Von: idr
Bozen – 35 Minuten statt nur sechseinhalb: Ein in Rucksäcke integriertes Gerät könnte die Überlebenschancen bei Lawinenverschüttungen dramatisch erhöhen. Eine klinische Studie in den Dolomiten liefert beeindruckende Ergebnisse und wurde nun in einer der renommiertesten medizinischen Fachzeitschriften veröffentlicht.
Im März 2023 wagte ein Forscherteam auf 2.000 Metern Höhe ein außergewöhnliches Experiment: 24 Freiwillige ließen sich mit dem Gesicht nach unten unter über fünfzig Zentimetern Schnee begraben. Zwölf von ihnen trugen einen Rucksack mit einem speziellen Gerät, das Luft aus dem Schnee hinter dem Rücken ansaugt und vor das Gesicht pumpt. Die andere Hälfte trug denselben Rucksack – allerdings mit einem funktionslosen Gerät als Placebo.
Dramatische Unterschiede nach wenigen Minuten
Der Kontrast war frappierend: In der Kontrollgruppe brachen vier Teilnehmende das Experiment wegen Atemnot vorzeitig ab. Die übrigen sieben hielten durchschnittlich nur 6,4 Minuten durch, bevor ihre Sauerstoffsättigung unter 80 Prozent fiel – der Punkt, an dem das Protokoll den Abbruch vorsah.
Ganz anders bei der Gruppe mit dem funktionierenden Gerät: Niemand musste wegen Atemnot aufgeben. Nur ein Teilnehmer beendete den Versuch vorzeitig – allerdings nicht aufgrund von Sauerstoffmangel. Alle anderen elf Freiwilligen blieben die maximal vorgesehenen 35 Minuten unter dem Schnee begraben, ohne dass der Sauerstoffgehalt im Blut relevant absank.
Fünfmal mehr Zeit für die Rettung
Die Rechnung ist simpel, aber lebensrettend: In einer realen Lawinensituation hätten Retter mehr als fünfmal so viel Zeit, um Verschüttete zu bergen. Auch der Eintritt eines Herzstillstands würde sich voraussichtlich erheblich verzögern.

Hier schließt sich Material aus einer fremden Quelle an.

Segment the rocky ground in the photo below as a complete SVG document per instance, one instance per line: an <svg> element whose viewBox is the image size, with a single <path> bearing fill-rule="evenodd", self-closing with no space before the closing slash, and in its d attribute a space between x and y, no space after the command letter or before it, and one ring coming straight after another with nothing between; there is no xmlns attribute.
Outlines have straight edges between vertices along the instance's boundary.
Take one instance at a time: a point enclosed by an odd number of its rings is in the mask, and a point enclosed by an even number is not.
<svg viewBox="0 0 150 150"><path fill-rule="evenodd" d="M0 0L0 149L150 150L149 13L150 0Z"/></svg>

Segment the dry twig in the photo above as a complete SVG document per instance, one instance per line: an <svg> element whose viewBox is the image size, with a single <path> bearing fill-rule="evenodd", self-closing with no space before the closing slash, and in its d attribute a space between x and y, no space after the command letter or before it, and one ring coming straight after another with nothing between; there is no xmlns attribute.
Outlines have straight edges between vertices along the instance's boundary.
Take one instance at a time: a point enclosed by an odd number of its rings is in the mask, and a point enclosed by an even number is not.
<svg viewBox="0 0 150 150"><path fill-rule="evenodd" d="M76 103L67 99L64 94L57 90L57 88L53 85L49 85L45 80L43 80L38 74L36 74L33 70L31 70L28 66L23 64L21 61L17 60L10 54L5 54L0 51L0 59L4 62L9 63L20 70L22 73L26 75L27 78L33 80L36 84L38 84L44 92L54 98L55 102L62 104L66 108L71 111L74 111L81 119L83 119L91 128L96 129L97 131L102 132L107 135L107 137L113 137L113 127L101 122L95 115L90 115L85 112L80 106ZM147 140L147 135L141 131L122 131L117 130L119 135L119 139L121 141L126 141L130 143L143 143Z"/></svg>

Die Studienergebnisse wurden jetzt in „JAMA” veröffentlicht, einer der meistgelesenen und renommiertesten internationalen medizinischen Fachzeitschriften. Ein wichtiger Schritt für die Anerkennung der Technologie in der wissenschaftlichen Gemeinschaft.
Airbags als bewährte Ergänzung
Seit einigen Jahren sind auch Lawinen-Airbags etabliert, die sich im Ernstfall innerhalb von Sekunden aufblasen und so das Volumen des Trägers vergrößern. Das Prinzip dahinter: Große Gegenstände steigen in einer fließenden Masse automatisch nach oben – der sogenannte Paranuss-Effekt. Die aufgeblasenen, Schlauchboot-artigen Airbags erreichen ein Volumen von 150 bis 200 Litern.
Trotz dieser beiden Helferlein für den Notfall betonen Experten: Prävention bleibt die wichtigste Maßnahme. Bergsteiger und Wanderer sollten sich zu jeder Zeit den Gefahren bewusst sein und unnötige Risiken vermeiden. Die Geräte können jedoch Hand in Hand gehen und die Überlebenschancen deutlich erhöhen.